Ultimately I am trying predict success (0 = fail, 1 = success). However this is measured for many different individuals (code), essentially a repeated measure and hence should be included as a random effect. each individual may only have one success but can have multiple attempts.
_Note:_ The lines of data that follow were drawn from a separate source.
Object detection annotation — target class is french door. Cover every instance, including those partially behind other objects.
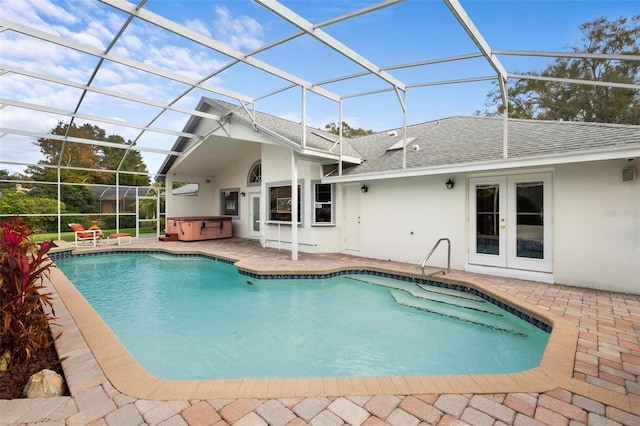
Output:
[469,173,553,272]
[249,192,261,237]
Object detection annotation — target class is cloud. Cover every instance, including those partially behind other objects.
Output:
[185,19,211,37]
[213,6,264,50]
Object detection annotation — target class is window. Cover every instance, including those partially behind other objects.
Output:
[220,188,240,219]
[313,183,335,225]
[247,160,262,186]
[267,183,303,223]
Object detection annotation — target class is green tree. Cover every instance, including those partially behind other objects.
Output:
[324,121,373,138]
[0,189,66,232]
[27,122,149,218]
[27,122,149,186]
[484,15,640,124]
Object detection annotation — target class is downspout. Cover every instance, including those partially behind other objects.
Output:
[300,87,307,150]
[116,171,120,233]
[57,164,62,241]
[338,99,343,176]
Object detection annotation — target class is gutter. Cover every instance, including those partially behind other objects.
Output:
[321,144,640,183]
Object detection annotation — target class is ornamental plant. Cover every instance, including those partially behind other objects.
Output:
[0,216,55,366]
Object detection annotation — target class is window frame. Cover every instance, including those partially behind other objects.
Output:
[220,188,241,220]
[311,180,336,226]
[265,179,305,226]
[247,160,262,186]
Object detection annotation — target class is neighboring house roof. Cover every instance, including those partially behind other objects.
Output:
[160,98,640,179]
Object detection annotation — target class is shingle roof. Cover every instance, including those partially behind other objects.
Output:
[345,117,640,174]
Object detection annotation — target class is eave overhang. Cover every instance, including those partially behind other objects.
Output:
[322,144,640,183]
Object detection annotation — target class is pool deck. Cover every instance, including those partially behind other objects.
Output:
[0,238,640,426]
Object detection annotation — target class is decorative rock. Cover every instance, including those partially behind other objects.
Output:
[22,370,63,398]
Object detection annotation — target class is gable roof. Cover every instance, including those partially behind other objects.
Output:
[158,97,362,174]
[159,97,640,180]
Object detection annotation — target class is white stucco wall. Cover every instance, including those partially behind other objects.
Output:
[360,175,466,269]
[262,145,341,252]
[166,175,217,217]
[554,160,640,293]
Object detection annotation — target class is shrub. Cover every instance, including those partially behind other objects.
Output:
[0,216,55,365]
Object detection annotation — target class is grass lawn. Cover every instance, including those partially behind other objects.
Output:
[33,228,156,243]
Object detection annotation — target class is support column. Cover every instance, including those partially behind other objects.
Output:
[291,150,298,260]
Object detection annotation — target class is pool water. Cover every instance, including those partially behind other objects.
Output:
[56,253,549,379]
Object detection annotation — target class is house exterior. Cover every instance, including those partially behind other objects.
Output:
[159,98,640,294]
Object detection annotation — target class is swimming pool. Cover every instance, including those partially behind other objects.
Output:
[56,253,548,379]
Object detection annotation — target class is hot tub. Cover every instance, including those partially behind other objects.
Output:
[167,216,232,241]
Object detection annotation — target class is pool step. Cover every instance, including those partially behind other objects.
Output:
[348,276,490,315]
[389,289,526,335]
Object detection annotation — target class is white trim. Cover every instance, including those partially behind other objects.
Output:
[464,263,555,284]
[322,144,640,183]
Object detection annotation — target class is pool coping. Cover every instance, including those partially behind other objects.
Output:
[49,248,580,400]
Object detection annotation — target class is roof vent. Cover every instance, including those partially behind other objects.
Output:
[387,137,418,151]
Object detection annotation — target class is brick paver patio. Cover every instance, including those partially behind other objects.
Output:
[0,239,640,426]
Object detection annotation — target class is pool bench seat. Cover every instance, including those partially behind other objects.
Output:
[107,232,131,246]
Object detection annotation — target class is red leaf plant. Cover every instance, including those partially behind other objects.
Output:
[0,216,55,365]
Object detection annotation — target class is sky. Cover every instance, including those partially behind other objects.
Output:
[0,0,640,173]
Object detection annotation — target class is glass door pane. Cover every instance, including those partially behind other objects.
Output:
[476,184,500,256]
[515,182,544,259]
[251,196,260,234]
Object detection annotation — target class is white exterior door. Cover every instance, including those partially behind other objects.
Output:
[344,186,361,252]
[469,173,553,272]
[249,192,261,237]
Predictors of success come in the form of "length" of the individual, "attempt" number… a factor of the number of the attempt, and "flow" which is river flow at time of the attempt and so a continuous variable.

Best Answer

Because your outcome variable "success" is a binary variable and you do want to predict success, I would use mixed-effects logistic regression. You can keep using glmmPQL or glmer in the lme4 package. This post has a great tutorial.

If you want to model your outcome variable as a geometric distributed variable as you originally did, then your outcome needs to be the number of attempts until the first success: max(attempt).